= Janet's Planet =

American children's television show

Janet's Planet is an American educational children's television show hosted by Janet Ivey and her explorers. The show explores one topic per episode, such as "Mars", "Aviation", and "Microgravity". Janet's Planet originally aired on PBS and over 140 of its affiliated local public stations. The series aims to teach lessons about science to a preteen audience. The show has an appeal beyond the young audience by featuring national musical guests like Lord Huron and staples of classic children shows like puppets and animations. Janet's Planet also features engineers, designers, and makers like the designer of Lego's NASA Mars Science Laboratory Curiosity Rover. The television program has grown into a touring live stage show and related merchandise.
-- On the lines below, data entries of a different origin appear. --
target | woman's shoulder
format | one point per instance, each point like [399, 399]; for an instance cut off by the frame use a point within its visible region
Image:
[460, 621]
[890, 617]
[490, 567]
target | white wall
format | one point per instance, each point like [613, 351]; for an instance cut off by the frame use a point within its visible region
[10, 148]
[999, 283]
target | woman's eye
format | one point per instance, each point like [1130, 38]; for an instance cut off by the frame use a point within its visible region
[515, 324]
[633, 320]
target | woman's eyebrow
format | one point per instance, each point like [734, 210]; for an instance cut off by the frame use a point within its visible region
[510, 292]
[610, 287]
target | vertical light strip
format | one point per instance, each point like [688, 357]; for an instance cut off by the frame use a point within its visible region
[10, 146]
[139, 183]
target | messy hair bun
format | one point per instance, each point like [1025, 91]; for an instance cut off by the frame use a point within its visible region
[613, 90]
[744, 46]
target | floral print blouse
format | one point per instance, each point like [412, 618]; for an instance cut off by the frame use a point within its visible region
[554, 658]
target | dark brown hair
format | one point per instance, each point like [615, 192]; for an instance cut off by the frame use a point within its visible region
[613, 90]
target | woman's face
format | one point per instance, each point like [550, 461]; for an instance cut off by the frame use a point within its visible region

Janet's Planet DVDs and New Media are frequently used in schools as an education source especially for STEM lessons.

== Production ==
Janet's Planet 2014–2015 season is produced by PopCause LLC.

==Honors==
Janet's Planet is a recipient of 12 Regional Emmys, 5 Gracie Allen Awards, and Buzz Aldrin ShareScience Foundation Ambassador.

=== Characters ===
- Janet - Chief Scientist of Janet's Planet.
- Albert - the first ever monkey astronaut who on June 11, 1948, rode over 63 km (39 mi) on a V2 rocket. Albert had the honor of introducing Lord Huron as the musical guest for Janet's Planet.
- Marsella - the friendliest Extraterrestrial life, also known as an Alien, from the planet Mars. Marsella is the expert on the planet Mars.